Lovely. I happen to know that on your typical terminal (or emulator!)
this will be intercepted and used as a flow control command. If I'm
not too much mistaken this in turn will result in emacs seeming to
hang. Oops. Another source of confusion and trouble for a new user!

Except that that doesn't happen.

No, really. Try it out for yourself. If you find I'm wrong, the
corresponding resume keystroke is Ctrl-Q (which does nothing harmful
inside emacs in either case -- it quotes the next control character,
in case you want to put a literal control character into the buffer).

The terminal flow control keys only apply when the terminal is
responsible for flowing text. Since emacs, when running in a
terminal, takes over flow control via its terminal library, it also
takes over those keys. When running in a GUI, the terminal keystrokes
are completely irrelevant since there's no terminal at all.

So, yes, Ctrl-S is the keystroke for searching, and for "next match"
once you've begun searching.

It has no "previous match" correspondent to go in the other direction

Ctrl-R. The same key is used to start searching backwards initially.

Eh? That can't be. Nothing I've ever used had a "previous match"

Then I suggest you get a better editor. Eclipse has it; I'm pretty
sure TextPad has it (warning: costs money for a non-nagware version);
various other editors may as well. Several do on the Mac. I'm
reasonably sure even Notepad has it now, in the form of 'up' and
'down' radio buttons (rather than a separate hotkey for acting on the
"last" search).

In emacs, the convention is for the Ctrl-R key to begin a search
backwards if no search is in progress, or to search for the previous
match if one is already in progress. It's the exact mirror of Ctrl-S,
and both keys can be used to navigate quickly through search results.

Your editor is way behind the curve, then. The packaged, shitty text
editor on this system ( can search backwards with Cmd-
Shift-G (the platform standard hotkey for 'Previous Match', to go with
Cmd-G for 'Next Match').

Looks like one place where Macs do significantly differ from CUA. Did
the older Mac keyboard have function keys?

The Mac keyboard has had a variable number of function keys over its
life. The current crop of desktop keyboards have sixteen of them;
laptops have 12. Some quick research on Google suggests that this has
been true for the last ten or so years -- OS 7-9 and OS X eras.

The original Apple Macintosh, the Apple IIs, and the Lisa did not have
function keys, and in some cases also did not have arrow keys or a
numeric keypad.

That would explain it --
lack of F3 would mean they'd have to use something else, and ctrl+G is
right next to ctrl+F (find), but they use cmd instead, so...
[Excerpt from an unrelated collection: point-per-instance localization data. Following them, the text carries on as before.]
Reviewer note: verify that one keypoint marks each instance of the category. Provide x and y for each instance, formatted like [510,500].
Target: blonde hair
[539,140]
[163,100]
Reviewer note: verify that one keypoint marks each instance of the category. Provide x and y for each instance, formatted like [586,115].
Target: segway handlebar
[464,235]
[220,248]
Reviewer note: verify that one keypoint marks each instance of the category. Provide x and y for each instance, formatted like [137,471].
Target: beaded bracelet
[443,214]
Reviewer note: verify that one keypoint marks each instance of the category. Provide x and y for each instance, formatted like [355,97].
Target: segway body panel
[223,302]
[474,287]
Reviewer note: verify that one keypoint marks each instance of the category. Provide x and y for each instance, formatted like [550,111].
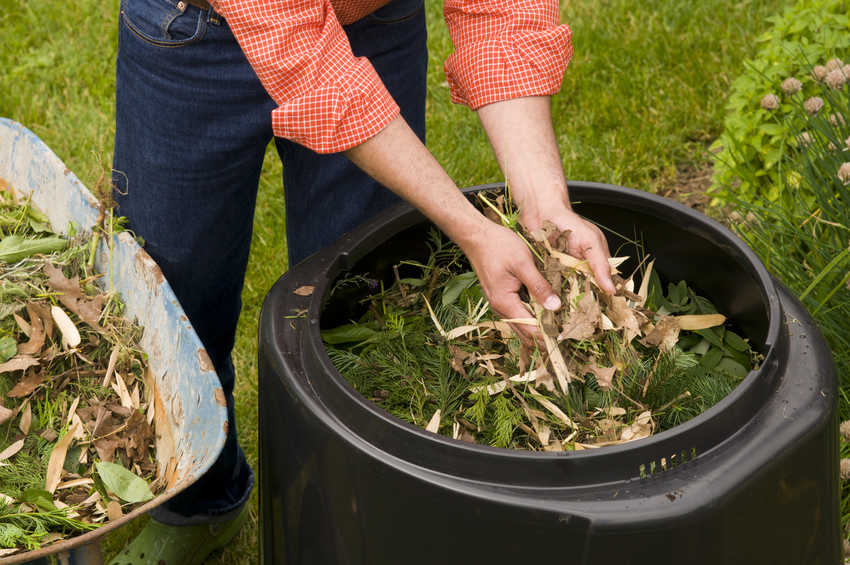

Since all the keys involved can be reached without moving your left
hand off the home row, I suspect Cmd[-Shift]-G is faster than using
F3, which involves a movement that draws your fingers out of position
to reach and return from.

Search is not the only means of navigation! The current window may show
100 lines or more.

In a 3-point font? No thanks.

In a comfortable, antialiased window that's as short or tall as you
wish to make it.

A 17 inch, 1024-pixel-high display cannot display 100 lines at a
decent font size. Sixty or seventy maybe.

Ok, so on a 17 inch display it's only practical to have 70ish lines
visible. On the other hand, no emacs I know of limits it to that
many: if I turn my main monitor (which is much larger than your 17"
example monitor) to portrait orientation, I can display over 150 lines
at a comfortable size, and emacs handles that just fine too.

I hardly see what this has to do with emacs or vi, though, since you
presumably can only display 70 lines on your hypothetical 1024-pixel-
high display legibly regardless of what program is being displayed.

You know, like "backspace" and "left arrow".

Ah, the two keys least likely to work properly at prompts in a Unix

*If* you're using a terminal *and* it's misconfigured, then yes, the
editing keys may behave strangely. That's not emacs's fault, that's
the user's, for fucking up their configuration, or it's the
distributor's, for screwing up the default configuration. In cases
like that it's a small miracle of common sense that even the letter
keys work reliably.

In various GUIs emacs uses the same keyboard API every other program
uses, and backspace and the arrow keys are absolutely reliable.